Cinemark 14, Feather River Cinemas and Paradise Cinema 7. Rated PG.
Rated 4.0

The Walk tells the story of Philippe Petit’s astounding 1974 high-wire walk between the Twin Towers of the World Trade Center and treats it as as a high-energy combination of caper film, performance art and inspired daring-do.

With Robert Zemeckis (Back to the Future) directing and the preternaturally pixilated Joseph Gordon-Levitt playing Petit, the result is a very engaging action-movie/biopic entertainment, with vivid layers of cliffhanger suspense (both physical and spiritual) that captivate even though the full story is already well-known. That story has already been told on film in James Marsh’s superb 2008 documentary, Man on Wire. Marsh’s film, like The Walk, is based on Petit’s memoir, To Reach the Clouds, and it remains the more essential of the two.

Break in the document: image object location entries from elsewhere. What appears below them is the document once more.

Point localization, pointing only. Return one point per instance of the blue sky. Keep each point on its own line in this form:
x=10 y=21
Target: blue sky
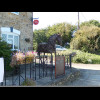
x=49 y=18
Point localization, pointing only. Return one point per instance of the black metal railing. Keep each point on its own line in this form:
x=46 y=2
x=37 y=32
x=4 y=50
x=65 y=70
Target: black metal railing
x=42 y=66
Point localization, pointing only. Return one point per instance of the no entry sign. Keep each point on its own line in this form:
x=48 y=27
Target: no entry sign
x=1 y=69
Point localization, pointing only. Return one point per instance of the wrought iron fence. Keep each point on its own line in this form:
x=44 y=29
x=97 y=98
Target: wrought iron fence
x=40 y=67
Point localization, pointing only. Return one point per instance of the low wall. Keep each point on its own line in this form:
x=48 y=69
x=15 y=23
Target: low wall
x=71 y=75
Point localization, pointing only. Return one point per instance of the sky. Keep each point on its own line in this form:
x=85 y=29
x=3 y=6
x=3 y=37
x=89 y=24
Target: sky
x=50 y=18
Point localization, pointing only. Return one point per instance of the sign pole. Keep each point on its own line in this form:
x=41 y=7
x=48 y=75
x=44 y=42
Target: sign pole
x=1 y=70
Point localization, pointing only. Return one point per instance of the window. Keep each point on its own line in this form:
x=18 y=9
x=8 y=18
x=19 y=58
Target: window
x=11 y=38
x=17 y=13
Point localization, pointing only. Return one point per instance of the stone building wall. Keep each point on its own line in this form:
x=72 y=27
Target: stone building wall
x=23 y=23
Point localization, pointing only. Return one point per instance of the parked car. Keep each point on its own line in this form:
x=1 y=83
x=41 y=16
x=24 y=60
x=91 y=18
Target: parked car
x=59 y=48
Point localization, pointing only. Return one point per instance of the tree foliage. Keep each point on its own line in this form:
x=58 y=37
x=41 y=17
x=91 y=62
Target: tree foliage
x=87 y=39
x=42 y=35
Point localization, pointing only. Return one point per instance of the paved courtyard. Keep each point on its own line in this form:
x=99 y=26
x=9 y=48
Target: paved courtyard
x=90 y=76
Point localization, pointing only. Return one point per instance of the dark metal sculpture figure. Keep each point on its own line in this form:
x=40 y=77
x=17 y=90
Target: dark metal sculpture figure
x=49 y=47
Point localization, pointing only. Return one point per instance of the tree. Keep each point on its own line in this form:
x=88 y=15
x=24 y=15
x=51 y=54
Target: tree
x=65 y=30
x=87 y=39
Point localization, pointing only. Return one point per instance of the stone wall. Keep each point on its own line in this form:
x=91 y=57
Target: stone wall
x=23 y=23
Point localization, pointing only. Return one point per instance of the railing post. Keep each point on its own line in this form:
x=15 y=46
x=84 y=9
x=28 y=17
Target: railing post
x=5 y=70
x=70 y=60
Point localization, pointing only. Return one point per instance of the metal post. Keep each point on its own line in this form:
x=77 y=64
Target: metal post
x=70 y=61
x=30 y=70
x=25 y=69
x=19 y=75
x=39 y=67
x=35 y=68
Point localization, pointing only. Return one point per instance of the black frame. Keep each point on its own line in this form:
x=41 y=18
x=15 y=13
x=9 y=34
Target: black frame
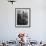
x=28 y=18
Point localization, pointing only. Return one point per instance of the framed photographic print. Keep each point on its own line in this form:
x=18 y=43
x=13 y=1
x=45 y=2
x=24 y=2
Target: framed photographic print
x=22 y=17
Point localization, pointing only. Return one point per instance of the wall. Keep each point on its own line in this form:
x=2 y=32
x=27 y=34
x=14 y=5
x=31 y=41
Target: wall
x=37 y=30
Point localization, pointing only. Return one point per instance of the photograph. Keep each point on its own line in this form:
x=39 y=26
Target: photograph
x=22 y=17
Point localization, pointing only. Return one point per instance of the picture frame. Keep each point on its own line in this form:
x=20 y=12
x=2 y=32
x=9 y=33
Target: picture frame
x=22 y=17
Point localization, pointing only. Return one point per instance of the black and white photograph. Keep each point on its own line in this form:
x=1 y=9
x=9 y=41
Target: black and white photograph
x=22 y=17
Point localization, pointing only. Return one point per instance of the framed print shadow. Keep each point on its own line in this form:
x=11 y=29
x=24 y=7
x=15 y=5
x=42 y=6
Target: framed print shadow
x=22 y=17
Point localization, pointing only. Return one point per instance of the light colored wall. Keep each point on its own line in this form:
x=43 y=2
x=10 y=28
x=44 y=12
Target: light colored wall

But Zemeckis’ film does surpass Marsh’s in one crucial respect—the richly detailed attention it devotes to “the walk” itself. Some first-rate CGI is of course a big part of that, but Zemeckis and company present Petit’s great wire-walk in terms that are both spectacular and intimate, both credible and wonderful. Gordon-Levitt’s profoundly nimble performance is a key ingredient in all that.

Ben Kingsley does some nice supporting work as “Papa Rudy,” Petit’s mentor in wire-walking and public performance. Charlotte Le Bon, James Badge Dale, Clément Sibony, César Domboy and Steve Valentine all serve well as Petit’s motley crew of volunteer aides and “co-conspirators.”